Is a firewall blocking access to the relevant ports on the CryoSPARC master server from the compute node(s)?

A side note: the settings

might cause slurm output, which may be useful for troubleshooting, to be overwritten when the job starts. Consider replacing these lines in the slurm script template
with the options

#SBATCH --output={{ job_dir_abs }}/slurm-%j.out
#SBATCH --error={{ job_dir_abs }}/slurm-%j.err

I am the HPC support here. We do not have a firewall between GPU nodes and login nodes (where the master runs).
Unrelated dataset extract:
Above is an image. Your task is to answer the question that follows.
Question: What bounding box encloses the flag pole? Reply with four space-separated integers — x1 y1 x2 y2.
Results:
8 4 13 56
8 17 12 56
If that were the case, wouldn’t all jobs have failed?

I ran a clone of the same job, and it worked fine without any changes to the system. Another user at our HPC has reported that jobs have been failing randomly. I am currently investigating that, and if I find a pattern, I can add that information here.